The net loss amounted to 33 cents a share and compared with profit of $10.3 million, or 8 cents a share, a year earlier, Vancouver-based Lions Gate said yesterday in a statement. Sales in the fiscal period ended June 30 rose 81 percent to $471.8 million, reflecting the takeover of Summit Entertainment and beating the average analyst estimate of $447.3 million.
Results were hurt by a $90 million increase in movie marketing costs tied to releases, including the horror picture “The Cabin in the Woods” and the comedy “What to Expect When You’re Expecting,” which Lions Gate predicted will be profitable on an “ultimate basis.” The studio also cited expenses of almost $10 million related to the Summit acquisition.

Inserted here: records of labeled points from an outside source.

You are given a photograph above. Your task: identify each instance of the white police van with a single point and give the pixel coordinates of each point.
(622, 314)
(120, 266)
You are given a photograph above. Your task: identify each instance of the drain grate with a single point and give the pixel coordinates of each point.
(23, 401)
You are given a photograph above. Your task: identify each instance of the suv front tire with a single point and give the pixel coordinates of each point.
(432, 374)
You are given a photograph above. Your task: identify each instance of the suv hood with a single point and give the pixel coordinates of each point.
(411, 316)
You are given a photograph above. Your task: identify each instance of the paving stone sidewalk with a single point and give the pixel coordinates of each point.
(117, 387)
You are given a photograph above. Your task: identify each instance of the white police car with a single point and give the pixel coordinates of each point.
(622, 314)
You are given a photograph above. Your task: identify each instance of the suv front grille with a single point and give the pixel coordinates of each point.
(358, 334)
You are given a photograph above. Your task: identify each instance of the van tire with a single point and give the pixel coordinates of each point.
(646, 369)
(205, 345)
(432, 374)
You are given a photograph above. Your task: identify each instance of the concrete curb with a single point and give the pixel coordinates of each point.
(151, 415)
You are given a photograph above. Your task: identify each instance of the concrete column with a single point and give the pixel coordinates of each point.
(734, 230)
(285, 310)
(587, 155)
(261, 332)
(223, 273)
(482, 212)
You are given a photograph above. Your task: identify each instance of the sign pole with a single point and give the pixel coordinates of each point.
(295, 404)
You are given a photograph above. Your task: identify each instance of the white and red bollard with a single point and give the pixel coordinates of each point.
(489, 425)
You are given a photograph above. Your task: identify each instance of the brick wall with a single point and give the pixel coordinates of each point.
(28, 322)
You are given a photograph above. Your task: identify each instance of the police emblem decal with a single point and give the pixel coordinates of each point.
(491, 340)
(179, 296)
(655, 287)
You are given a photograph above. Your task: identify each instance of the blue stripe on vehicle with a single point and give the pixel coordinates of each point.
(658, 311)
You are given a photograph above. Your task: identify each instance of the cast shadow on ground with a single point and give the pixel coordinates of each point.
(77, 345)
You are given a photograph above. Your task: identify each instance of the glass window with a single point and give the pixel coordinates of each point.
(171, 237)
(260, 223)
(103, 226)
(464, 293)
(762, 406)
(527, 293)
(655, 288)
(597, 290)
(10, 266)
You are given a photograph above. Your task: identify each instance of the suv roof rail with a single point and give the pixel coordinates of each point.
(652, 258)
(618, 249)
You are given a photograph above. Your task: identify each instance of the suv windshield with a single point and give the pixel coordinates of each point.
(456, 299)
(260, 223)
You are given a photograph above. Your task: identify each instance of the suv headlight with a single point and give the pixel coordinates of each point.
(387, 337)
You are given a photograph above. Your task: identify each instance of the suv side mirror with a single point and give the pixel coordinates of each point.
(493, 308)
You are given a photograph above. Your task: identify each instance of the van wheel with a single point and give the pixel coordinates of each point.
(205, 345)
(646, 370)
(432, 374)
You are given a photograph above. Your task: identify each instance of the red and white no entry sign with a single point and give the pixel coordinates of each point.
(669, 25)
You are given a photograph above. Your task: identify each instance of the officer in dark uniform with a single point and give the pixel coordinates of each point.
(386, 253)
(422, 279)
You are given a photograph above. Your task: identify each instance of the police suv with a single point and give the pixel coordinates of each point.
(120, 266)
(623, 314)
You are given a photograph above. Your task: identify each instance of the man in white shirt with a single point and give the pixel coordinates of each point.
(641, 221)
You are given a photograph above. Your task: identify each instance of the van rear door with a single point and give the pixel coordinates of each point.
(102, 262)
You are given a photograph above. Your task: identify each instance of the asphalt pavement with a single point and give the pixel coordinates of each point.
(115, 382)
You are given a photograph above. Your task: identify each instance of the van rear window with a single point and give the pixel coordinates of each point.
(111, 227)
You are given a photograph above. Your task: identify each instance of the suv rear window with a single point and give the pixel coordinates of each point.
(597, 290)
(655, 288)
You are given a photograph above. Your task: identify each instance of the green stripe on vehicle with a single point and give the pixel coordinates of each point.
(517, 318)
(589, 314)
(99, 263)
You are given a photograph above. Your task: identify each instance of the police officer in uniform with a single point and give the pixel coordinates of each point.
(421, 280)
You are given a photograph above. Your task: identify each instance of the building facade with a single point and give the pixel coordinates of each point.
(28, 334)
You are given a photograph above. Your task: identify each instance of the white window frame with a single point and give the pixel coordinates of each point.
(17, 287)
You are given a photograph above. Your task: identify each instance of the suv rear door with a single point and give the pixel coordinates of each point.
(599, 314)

“The takeaway is that Lions Gate expects all of those film titles to be ultimately profitable,” said Tuna Amobi, an analyst with Standard & Poor’s, in an interview. “When they can say that, it’s a big thing. You spend upfront and realize the benefits in a later quarter,” said Amobi, who recommends buying the shares.
In the quarter, analysts were projecting a profit of 18 cents a share excluding items, the average of seven estimates compiled by Bloomberg.
Revenue increased on contributions from Summit and ticket sales of “The Hunger Games.” The film, based on the Suzanne Collins young-adult novel, cost about $78 million to make and generated $684 million in worldwide sales, according to Box Office Mojo. The movie was released on March 23, a week before the first quarter began.
Lions Gate fell as much as 3.8 percent to $12.75 in extended trading yesterday, after declining 2.8 percent to $13.25 at the close in New York. The shares have gained 59 percent this year.
(Lions Gate plans a conference call at 9 a.m. New York time today at +1-800-230-1059 for U.S. callers and +1-612-234-9960 for others.)